A former deputy chairman of the ruling Communist Party’s Central Military Commission, Xu was the most senior military figure detained in a sweeping crackdown on corruption within the party launched by President Xi Jinping.
Xu died of advanced bladder cancer that had spread throughout his body and of multiple organ failure, Xinhua said.
Xu had been expelled from the party in June and his rank as general revoked, but an indictment had not yet been announced. The Xinhua report said the criminal investigation against him would now be dropped because of his death.
Officials last year had been quoted as saying that Xu was ill with bladder cancer and would get appropriate treatment, but also that the case against him would go forward, in a sign of Xi’s determination to root out wrongdoing at all levels. In addition to being president and head of the party, Xi also chairs the powerful party and government commissions that oversee the 2.3 million-member People’s Liberation Army.

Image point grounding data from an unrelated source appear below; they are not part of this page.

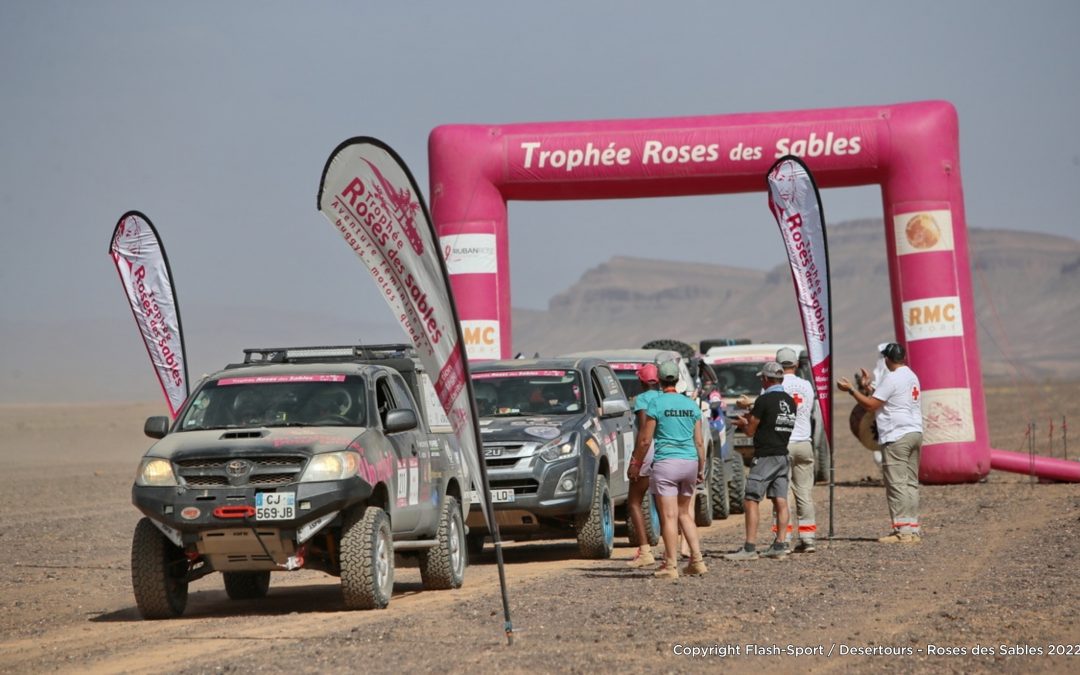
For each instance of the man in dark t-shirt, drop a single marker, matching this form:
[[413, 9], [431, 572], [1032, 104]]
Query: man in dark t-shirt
[[770, 422]]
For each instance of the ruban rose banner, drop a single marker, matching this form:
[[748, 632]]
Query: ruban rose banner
[[140, 260]]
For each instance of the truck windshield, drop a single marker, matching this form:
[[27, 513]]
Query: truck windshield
[[628, 377], [528, 392], [736, 379], [278, 401]]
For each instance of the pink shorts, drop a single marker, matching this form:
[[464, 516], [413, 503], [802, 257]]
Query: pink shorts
[[674, 477], [647, 467]]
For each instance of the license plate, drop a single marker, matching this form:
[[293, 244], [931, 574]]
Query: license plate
[[274, 505]]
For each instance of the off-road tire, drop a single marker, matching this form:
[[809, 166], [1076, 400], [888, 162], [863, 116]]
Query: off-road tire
[[246, 585], [737, 482], [721, 503], [676, 346], [159, 574], [651, 523], [596, 528], [443, 567], [367, 559], [703, 500]]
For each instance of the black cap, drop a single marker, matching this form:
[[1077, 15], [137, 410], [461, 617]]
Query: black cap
[[894, 352]]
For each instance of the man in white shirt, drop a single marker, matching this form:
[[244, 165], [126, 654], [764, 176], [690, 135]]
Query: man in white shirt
[[800, 449], [899, 417]]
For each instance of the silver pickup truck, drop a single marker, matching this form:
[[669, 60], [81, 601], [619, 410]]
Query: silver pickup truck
[[557, 435]]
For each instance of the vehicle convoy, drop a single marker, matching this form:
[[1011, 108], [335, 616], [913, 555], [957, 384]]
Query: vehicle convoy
[[329, 458], [737, 367], [557, 435], [712, 498]]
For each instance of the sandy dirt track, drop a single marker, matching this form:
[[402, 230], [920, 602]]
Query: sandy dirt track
[[997, 569]]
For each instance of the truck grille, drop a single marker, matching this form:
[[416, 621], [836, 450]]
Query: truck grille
[[521, 486], [502, 455], [202, 472]]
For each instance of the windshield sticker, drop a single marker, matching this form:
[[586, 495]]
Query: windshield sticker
[[743, 359], [542, 432], [497, 374], [277, 379]]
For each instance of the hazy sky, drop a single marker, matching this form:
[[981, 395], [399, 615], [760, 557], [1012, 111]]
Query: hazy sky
[[215, 119]]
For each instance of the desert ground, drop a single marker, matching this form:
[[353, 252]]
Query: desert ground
[[993, 586]]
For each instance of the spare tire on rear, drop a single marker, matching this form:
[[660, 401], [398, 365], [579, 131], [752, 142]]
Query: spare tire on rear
[[675, 346]]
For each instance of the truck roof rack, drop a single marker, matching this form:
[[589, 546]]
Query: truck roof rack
[[329, 353]]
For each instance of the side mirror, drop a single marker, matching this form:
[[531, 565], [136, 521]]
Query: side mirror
[[401, 419], [156, 427], [612, 406]]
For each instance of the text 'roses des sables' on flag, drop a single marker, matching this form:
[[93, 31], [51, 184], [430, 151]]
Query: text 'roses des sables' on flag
[[796, 204], [139, 257], [370, 198]]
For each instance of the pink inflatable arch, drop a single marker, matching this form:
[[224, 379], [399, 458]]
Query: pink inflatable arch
[[909, 149]]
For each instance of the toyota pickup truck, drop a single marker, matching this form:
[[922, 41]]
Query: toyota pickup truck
[[711, 500], [329, 458], [557, 435]]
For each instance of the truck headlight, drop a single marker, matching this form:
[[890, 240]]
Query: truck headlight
[[156, 472], [561, 448], [332, 467]]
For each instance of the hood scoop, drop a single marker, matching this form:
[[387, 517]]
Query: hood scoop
[[246, 433]]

Xu had been under investigation since early last year by the party’s anti-corruption watchdog, the Central Committee for Discipline Inspection.
Few details were ever released about the investigation into Xu, but Xinhua said he was accused of taking advantage of his position to promote people and had accepted “huge amounts of bribes personally and through his family.”

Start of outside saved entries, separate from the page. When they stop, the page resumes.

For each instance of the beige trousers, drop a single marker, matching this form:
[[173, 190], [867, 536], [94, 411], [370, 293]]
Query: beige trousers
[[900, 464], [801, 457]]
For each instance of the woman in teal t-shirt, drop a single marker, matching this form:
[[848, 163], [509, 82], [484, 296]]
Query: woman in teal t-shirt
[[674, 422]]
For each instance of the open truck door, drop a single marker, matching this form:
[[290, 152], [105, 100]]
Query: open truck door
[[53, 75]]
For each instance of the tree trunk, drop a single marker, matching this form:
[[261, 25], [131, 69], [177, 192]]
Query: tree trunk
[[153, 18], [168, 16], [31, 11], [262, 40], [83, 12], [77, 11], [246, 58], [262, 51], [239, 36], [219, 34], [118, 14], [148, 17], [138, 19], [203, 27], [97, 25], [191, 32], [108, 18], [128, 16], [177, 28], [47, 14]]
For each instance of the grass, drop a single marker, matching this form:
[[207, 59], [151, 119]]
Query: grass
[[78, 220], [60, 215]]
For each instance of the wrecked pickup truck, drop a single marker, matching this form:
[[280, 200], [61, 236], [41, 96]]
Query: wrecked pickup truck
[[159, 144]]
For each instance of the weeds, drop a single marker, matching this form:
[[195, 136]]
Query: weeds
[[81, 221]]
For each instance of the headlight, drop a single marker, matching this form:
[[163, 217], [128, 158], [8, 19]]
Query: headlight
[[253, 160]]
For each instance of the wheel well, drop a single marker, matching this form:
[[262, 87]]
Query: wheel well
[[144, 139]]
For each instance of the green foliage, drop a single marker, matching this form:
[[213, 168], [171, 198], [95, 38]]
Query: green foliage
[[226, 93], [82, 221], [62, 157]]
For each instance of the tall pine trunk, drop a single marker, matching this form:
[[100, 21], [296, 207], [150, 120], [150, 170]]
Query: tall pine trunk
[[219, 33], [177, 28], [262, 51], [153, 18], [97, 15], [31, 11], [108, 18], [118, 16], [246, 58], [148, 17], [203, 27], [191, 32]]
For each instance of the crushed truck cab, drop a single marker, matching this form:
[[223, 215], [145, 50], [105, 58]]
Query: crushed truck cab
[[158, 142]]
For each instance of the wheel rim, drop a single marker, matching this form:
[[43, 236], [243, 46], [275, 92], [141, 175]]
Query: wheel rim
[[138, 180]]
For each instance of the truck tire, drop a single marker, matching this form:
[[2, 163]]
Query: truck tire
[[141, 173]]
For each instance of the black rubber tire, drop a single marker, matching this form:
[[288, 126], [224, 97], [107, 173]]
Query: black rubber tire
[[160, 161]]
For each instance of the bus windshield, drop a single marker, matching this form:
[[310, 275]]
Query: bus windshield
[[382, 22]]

Like most of China’s leading generals, Xu never saw combat, serving almost his entire career as a political commissar before being appointed to the Central Military Commission in 1999. Under former president Hu Jintao, Xu was named one its three CMC vice chairmen, along with Xi, then serving as China’s vice president. He stepped down from the commission when he retired from the military in 2012.
Phoenix Weekly, a Hong Kong-based magazine with strong military connections reported that large amounts of cash, jade, gems, paintings and rare antiques had been found in Xu’s Beijing mansion, items frequently used as bribes to avoid leaving a paper trail for investigators.
Much of the corruption in the military is believed to involve the selling of positions, seen as having a corrosive effect on military preparedness and morale.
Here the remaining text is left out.